Some Advisers Steering Boomers Away from Buy and Hold

One of the great aftershocks felt in the wake of the financial meltdown has been a fairly loud drumbeat against Harry Markowitz’s modern portfolio theory.

Within certain circles of the financial services industry, the economic recession exposed modern portfolio theory as a lousy way to diversify. From this assailment on one of investment’s cornerstone theories has come the oft-repeated line, “buy and hold is dead.”

So railing against modern portfolio theory is not really going to cause any shockwaves. Jack Reutemann, founder and president of Research Financial Strategies, is aware of this. But the fact that the message is getting a lot of play in the press these days could be more a validation of something he’s been saying for years.
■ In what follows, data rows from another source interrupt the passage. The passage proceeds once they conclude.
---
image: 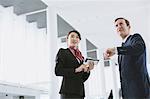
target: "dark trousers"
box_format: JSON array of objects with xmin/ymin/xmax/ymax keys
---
[{"xmin": 60, "ymin": 94, "xmax": 84, "ymax": 99}]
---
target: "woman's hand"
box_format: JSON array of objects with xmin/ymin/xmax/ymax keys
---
[
  {"xmin": 75, "ymin": 64, "xmax": 88, "ymax": 73},
  {"xmin": 88, "ymin": 61, "xmax": 94, "ymax": 71}
]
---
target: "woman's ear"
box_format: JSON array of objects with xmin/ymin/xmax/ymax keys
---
[
  {"xmin": 129, "ymin": 25, "xmax": 131, "ymax": 29},
  {"xmin": 66, "ymin": 38, "xmax": 69, "ymax": 46},
  {"xmin": 66, "ymin": 37, "xmax": 68, "ymax": 42}
]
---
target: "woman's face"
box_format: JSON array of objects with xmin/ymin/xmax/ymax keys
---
[{"xmin": 67, "ymin": 32, "xmax": 80, "ymax": 48}]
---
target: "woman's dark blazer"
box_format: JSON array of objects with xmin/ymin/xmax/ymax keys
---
[
  {"xmin": 117, "ymin": 33, "xmax": 150, "ymax": 98},
  {"xmin": 55, "ymin": 48, "xmax": 90, "ymax": 97}
]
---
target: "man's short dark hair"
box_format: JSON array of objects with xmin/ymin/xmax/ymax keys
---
[{"xmin": 115, "ymin": 17, "xmax": 130, "ymax": 27}]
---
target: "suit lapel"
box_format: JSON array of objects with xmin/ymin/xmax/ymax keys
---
[
  {"xmin": 66, "ymin": 48, "xmax": 81, "ymax": 64},
  {"xmin": 118, "ymin": 35, "xmax": 132, "ymax": 65}
]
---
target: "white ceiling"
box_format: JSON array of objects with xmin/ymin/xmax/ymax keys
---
[
  {"xmin": 43, "ymin": 0, "xmax": 150, "ymax": 31},
  {"xmin": 43, "ymin": 0, "xmax": 150, "ymax": 48},
  {"xmin": 43, "ymin": 0, "xmax": 149, "ymax": 2}
]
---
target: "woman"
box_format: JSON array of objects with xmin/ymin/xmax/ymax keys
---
[{"xmin": 55, "ymin": 30, "xmax": 94, "ymax": 99}]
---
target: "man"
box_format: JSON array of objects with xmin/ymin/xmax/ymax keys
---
[{"xmin": 104, "ymin": 17, "xmax": 150, "ymax": 99}]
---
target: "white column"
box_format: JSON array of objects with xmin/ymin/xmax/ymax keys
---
[
  {"xmin": 40, "ymin": 94, "xmax": 49, "ymax": 99},
  {"xmin": 110, "ymin": 60, "xmax": 119, "ymax": 99},
  {"xmin": 47, "ymin": 7, "xmax": 60, "ymax": 99},
  {"xmin": 147, "ymin": 5, "xmax": 150, "ymax": 65},
  {"xmin": 35, "ymin": 95, "xmax": 40, "ymax": 99},
  {"xmin": 0, "ymin": 7, "xmax": 2, "ymax": 80},
  {"xmin": 97, "ymin": 49, "xmax": 107, "ymax": 99},
  {"xmin": 146, "ymin": 5, "xmax": 150, "ymax": 75},
  {"xmin": 80, "ymin": 37, "xmax": 90, "ymax": 99}
]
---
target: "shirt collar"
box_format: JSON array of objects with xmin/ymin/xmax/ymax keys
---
[{"xmin": 122, "ymin": 34, "xmax": 130, "ymax": 43}]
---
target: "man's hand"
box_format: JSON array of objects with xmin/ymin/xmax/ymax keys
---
[{"xmin": 104, "ymin": 47, "xmax": 116, "ymax": 59}]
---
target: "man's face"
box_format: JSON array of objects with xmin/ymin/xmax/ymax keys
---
[{"xmin": 115, "ymin": 19, "xmax": 130, "ymax": 39}]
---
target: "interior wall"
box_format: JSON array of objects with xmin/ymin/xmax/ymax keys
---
[
  {"xmin": 0, "ymin": 5, "xmax": 49, "ymax": 85},
  {"xmin": 0, "ymin": 96, "xmax": 13, "ymax": 99}
]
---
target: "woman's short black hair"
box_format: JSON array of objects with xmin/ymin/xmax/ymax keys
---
[{"xmin": 67, "ymin": 30, "xmax": 81, "ymax": 40}]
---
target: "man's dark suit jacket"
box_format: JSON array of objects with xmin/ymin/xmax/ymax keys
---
[
  {"xmin": 55, "ymin": 48, "xmax": 90, "ymax": 97},
  {"xmin": 117, "ymin": 33, "xmax": 150, "ymax": 99}
]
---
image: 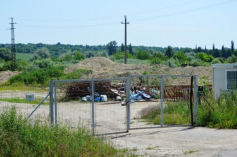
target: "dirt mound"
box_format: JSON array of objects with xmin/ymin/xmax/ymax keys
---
[
  {"xmin": 0, "ymin": 70, "xmax": 19, "ymax": 84},
  {"xmin": 65, "ymin": 57, "xmax": 212, "ymax": 84}
]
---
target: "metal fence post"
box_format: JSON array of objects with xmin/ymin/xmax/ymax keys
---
[
  {"xmin": 54, "ymin": 82, "xmax": 57, "ymax": 125},
  {"xmin": 49, "ymin": 80, "xmax": 54, "ymax": 126},
  {"xmin": 126, "ymin": 76, "xmax": 131, "ymax": 132},
  {"xmin": 193, "ymin": 75, "xmax": 198, "ymax": 126},
  {"xmin": 160, "ymin": 76, "xmax": 164, "ymax": 127},
  {"xmin": 91, "ymin": 81, "xmax": 95, "ymax": 135}
]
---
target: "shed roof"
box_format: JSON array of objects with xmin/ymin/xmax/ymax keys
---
[{"xmin": 212, "ymin": 64, "xmax": 237, "ymax": 69}]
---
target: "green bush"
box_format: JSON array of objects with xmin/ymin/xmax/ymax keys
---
[
  {"xmin": 63, "ymin": 69, "xmax": 89, "ymax": 79},
  {"xmin": 9, "ymin": 66, "xmax": 64, "ymax": 86},
  {"xmin": 172, "ymin": 51, "xmax": 188, "ymax": 64},
  {"xmin": 195, "ymin": 53, "xmax": 214, "ymax": 62},
  {"xmin": 136, "ymin": 50, "xmax": 151, "ymax": 60}
]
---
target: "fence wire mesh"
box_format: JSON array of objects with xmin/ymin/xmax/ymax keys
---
[
  {"xmin": 129, "ymin": 75, "xmax": 194, "ymax": 129},
  {"xmin": 54, "ymin": 78, "xmax": 128, "ymax": 135}
]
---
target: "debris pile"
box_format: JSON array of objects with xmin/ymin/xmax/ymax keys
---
[{"xmin": 60, "ymin": 81, "xmax": 125, "ymax": 101}]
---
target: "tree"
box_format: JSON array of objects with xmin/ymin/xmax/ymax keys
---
[
  {"xmin": 221, "ymin": 45, "xmax": 226, "ymax": 58},
  {"xmin": 172, "ymin": 51, "xmax": 188, "ymax": 63},
  {"xmin": 106, "ymin": 41, "xmax": 117, "ymax": 55},
  {"xmin": 197, "ymin": 47, "xmax": 202, "ymax": 53},
  {"xmin": 213, "ymin": 44, "xmax": 215, "ymax": 52},
  {"xmin": 213, "ymin": 49, "xmax": 221, "ymax": 58},
  {"xmin": 128, "ymin": 44, "xmax": 133, "ymax": 55},
  {"xmin": 29, "ymin": 47, "xmax": 50, "ymax": 61},
  {"xmin": 0, "ymin": 48, "xmax": 11, "ymax": 61},
  {"xmin": 121, "ymin": 43, "xmax": 124, "ymax": 52},
  {"xmin": 195, "ymin": 53, "xmax": 214, "ymax": 62},
  {"xmin": 73, "ymin": 51, "xmax": 84, "ymax": 61},
  {"xmin": 165, "ymin": 46, "xmax": 173, "ymax": 58},
  {"xmin": 231, "ymin": 40, "xmax": 235, "ymax": 52}
]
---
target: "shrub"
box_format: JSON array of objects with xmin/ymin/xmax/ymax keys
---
[
  {"xmin": 150, "ymin": 57, "xmax": 163, "ymax": 64},
  {"xmin": 211, "ymin": 58, "xmax": 221, "ymax": 64},
  {"xmin": 172, "ymin": 51, "xmax": 188, "ymax": 64},
  {"xmin": 29, "ymin": 47, "xmax": 50, "ymax": 61},
  {"xmin": 9, "ymin": 66, "xmax": 64, "ymax": 86},
  {"xmin": 136, "ymin": 50, "xmax": 151, "ymax": 60},
  {"xmin": 195, "ymin": 53, "xmax": 214, "ymax": 62},
  {"xmin": 162, "ymin": 58, "xmax": 179, "ymax": 68}
]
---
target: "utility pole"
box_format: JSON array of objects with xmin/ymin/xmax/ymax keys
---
[
  {"xmin": 9, "ymin": 17, "xmax": 16, "ymax": 71},
  {"xmin": 121, "ymin": 16, "xmax": 129, "ymax": 64}
]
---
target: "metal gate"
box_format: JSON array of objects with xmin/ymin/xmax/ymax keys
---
[
  {"xmin": 127, "ymin": 74, "xmax": 197, "ymax": 130},
  {"xmin": 50, "ymin": 77, "xmax": 129, "ymax": 135},
  {"xmin": 48, "ymin": 75, "xmax": 197, "ymax": 134}
]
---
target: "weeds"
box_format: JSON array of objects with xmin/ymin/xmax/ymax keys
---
[
  {"xmin": 184, "ymin": 150, "xmax": 198, "ymax": 154},
  {"xmin": 140, "ymin": 90, "xmax": 237, "ymax": 129},
  {"xmin": 0, "ymin": 107, "xmax": 139, "ymax": 157},
  {"xmin": 146, "ymin": 145, "xmax": 160, "ymax": 150}
]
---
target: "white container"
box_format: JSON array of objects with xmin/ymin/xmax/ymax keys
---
[
  {"xmin": 26, "ymin": 94, "xmax": 35, "ymax": 101},
  {"xmin": 100, "ymin": 95, "xmax": 107, "ymax": 102}
]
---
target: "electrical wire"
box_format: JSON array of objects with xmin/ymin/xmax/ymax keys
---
[
  {"xmin": 17, "ymin": 22, "xmax": 119, "ymax": 29},
  {"xmin": 15, "ymin": 0, "xmax": 236, "ymax": 29},
  {"xmin": 131, "ymin": 0, "xmax": 236, "ymax": 22},
  {"xmin": 15, "ymin": 0, "xmax": 199, "ymax": 22}
]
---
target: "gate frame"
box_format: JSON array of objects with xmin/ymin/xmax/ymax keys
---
[
  {"xmin": 50, "ymin": 77, "xmax": 129, "ymax": 135},
  {"xmin": 128, "ymin": 74, "xmax": 198, "ymax": 129},
  {"xmin": 49, "ymin": 75, "xmax": 198, "ymax": 134}
]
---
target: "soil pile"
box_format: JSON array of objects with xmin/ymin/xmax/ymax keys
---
[
  {"xmin": 0, "ymin": 70, "xmax": 19, "ymax": 84},
  {"xmin": 66, "ymin": 57, "xmax": 212, "ymax": 84}
]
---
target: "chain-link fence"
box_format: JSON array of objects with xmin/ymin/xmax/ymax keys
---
[
  {"xmin": 52, "ymin": 78, "xmax": 129, "ymax": 135},
  {"xmin": 128, "ymin": 74, "xmax": 197, "ymax": 129}
]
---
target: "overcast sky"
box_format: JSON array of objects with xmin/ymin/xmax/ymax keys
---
[{"xmin": 0, "ymin": 0, "xmax": 236, "ymax": 49}]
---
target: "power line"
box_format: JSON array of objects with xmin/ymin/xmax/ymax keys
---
[
  {"xmin": 15, "ymin": 0, "xmax": 199, "ymax": 22},
  {"xmin": 17, "ymin": 22, "xmax": 119, "ymax": 29},
  {"xmin": 131, "ymin": 0, "xmax": 236, "ymax": 22},
  {"xmin": 14, "ymin": 0, "xmax": 236, "ymax": 29},
  {"xmin": 128, "ymin": 0, "xmax": 200, "ymax": 16}
]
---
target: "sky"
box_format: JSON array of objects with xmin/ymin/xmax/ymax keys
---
[{"xmin": 0, "ymin": 0, "xmax": 237, "ymax": 49}]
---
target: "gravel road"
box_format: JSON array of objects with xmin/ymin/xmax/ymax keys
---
[{"xmin": 0, "ymin": 101, "xmax": 236, "ymax": 157}]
In other words, buy and hold is dead.

“We’re in an ‘I told you so’ economy,” Reutemann said. “Seeing the press picking up on the message that buy and hold is dead, for a guy like me it’s pretty funny.”

The problem, according to Reutemann, is that many Baby Boomers have held onto the buy and hold approach for too long now. He said the S&P is down 27% over the past 10.5 years.

“The Baby Boomers are in trouble because they have listened to this methodology,” Reutemann said. “Mutual funds are overpriced and built to underperform."

He added, “[Buy and hold] has been an utter failure for 20 years. It worked in the '90s but when there’s a bull market it’s hard to think about things like technical analysis and risk management. It’s like trying to sell hurricane insurance in June when the sun is shining.”

So that’s Reutemann’s message to Baby Boomers: Technical analysis, risk management and investing in exchange-traded funds instead of mutual funds. More accurately, this is the message that Reutemann is delivering to registered independent advisors who are servicing Baby Boomers.

Along with Ric Lager, founder of Lager & Co., a 401(k) advisory service, Reutemann created an investing strategy for advisors called, “No More Pies!” The thrust of this approach is to ditch pie charts, ditch modern portfolio theory and re-assess client risk. But the use of ETFs over mutual funds is a key component of their message.